The way I see it, the people who win American Idol, deserve to win. The people who show up for tryouts and make fools of themselves don’t deserve to win. And Simon is there to tell these fresh young faces that, no, they don’t have what it takes, and they should continue to look for their calling in life.
If you ask me, Simon is doing what millions of parents and relatives and friends should’ve done for these people, before they tried to get on television. Some singers get rejected, and reality hits them like a ton of bricks. “How can this be? Everyone has always told me I’m a good singer! My mom says I’m the best singer at school!” That’s bad parenting.
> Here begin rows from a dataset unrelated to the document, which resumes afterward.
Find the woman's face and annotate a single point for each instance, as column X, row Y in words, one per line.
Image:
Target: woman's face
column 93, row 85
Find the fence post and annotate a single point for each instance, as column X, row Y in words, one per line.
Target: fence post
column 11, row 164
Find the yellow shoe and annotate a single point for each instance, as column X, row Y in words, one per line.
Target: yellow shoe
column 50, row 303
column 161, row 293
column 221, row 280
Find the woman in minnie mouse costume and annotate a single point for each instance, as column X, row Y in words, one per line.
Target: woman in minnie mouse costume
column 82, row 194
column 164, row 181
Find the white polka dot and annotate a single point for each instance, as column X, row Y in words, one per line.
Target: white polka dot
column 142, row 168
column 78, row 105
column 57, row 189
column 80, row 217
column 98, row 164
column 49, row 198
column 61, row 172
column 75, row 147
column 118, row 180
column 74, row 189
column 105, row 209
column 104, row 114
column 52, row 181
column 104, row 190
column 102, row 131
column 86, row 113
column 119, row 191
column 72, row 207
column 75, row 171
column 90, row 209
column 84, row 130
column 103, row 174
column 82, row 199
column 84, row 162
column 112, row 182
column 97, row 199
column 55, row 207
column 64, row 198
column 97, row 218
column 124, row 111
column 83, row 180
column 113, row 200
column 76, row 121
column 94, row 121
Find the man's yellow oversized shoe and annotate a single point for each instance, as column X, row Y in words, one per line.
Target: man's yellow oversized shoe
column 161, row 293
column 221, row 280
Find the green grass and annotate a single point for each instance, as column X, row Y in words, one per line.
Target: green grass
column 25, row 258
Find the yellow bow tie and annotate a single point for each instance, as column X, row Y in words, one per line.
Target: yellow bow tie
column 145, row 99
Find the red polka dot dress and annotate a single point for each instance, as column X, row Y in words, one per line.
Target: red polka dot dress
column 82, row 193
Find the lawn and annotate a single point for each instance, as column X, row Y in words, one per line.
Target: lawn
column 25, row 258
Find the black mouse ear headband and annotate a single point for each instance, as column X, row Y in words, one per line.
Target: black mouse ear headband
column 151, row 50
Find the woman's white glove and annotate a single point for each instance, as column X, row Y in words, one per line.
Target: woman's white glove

Others get on TV, apparently looking forward to being rejected by Simon so they can have the justification they need to follow other dreams. “See, mother! I am not a singer! Stop making me wear these matching sailor suits and practicing these Andrew’s sisters songs with you! I am a grown man!”
All because everyone was afraid to offer a little gentle criticism where it was needed. I’m certainly glad my friends laughed their butts off when I tried to do kareoke for the first time. I thought I could carry a tune. I’m glad I was told differently, so I didn’t have to make a fool of myself again. Sure, there was probably a more subtle way of delivering the bad news, but it was effective. I didn’t want to be one of those kids in the school talent show that gave a hilarious performance…except they didn’t seem to know they were being funny. The experience caused me irrevocable psychological damage, but I’m better for it. And every time someone looks like an idiot on Idol, it vindicates me a little bit.
I’m also glad my P.E. coach forced me to prove to myself that I cannot climb a rope while wearing short pants, and thus, I should direct my efforts to less humiliating tasks.
Is it better to let someone think they know how to sing, or allow someone to go through with a terrible idea, or let some kid go unaware that his body odor is extremely offensive and he will never have any friends unless he takes a bath and uses deodorant on a daily basis?
I think I like Simon because I hate to criticize people, and I admire people who have skills I don’t. I know, that may seem far-fetched, since I make a regular habit of criticizing people on this blog. I should edit that to say, I hate to criticize people I like. I hate to have to hurt someone’s feelings, almost as much as I hate having my own feelings get hurt. Simon’s doing our dirty work that we don’t have the stomach for.
It’s just as hard to take criticism from others. I have to fight the urge to take it personally. I want you to like me, and if you don’t think highly of all of my skills, you must not like me! As if the fact that I can’t sing means no one wants to be my friend. If I have to be able to sing to be someone’s friend, he’s probably trying out for a part in Cats, and I hate that musical, and I don’t need his friendship.
Of course, we can’t all be like Simon. We can’t all go around telling people how it is, can we? How do you deal with criticism, being on the business end of it, or being the dealer? Do you shoot people straight, or try to smile while you tell them they’re awesome when they clearly are not? Do you have a proven strategy for being able to knock anyone down a peg without hurting their feelings?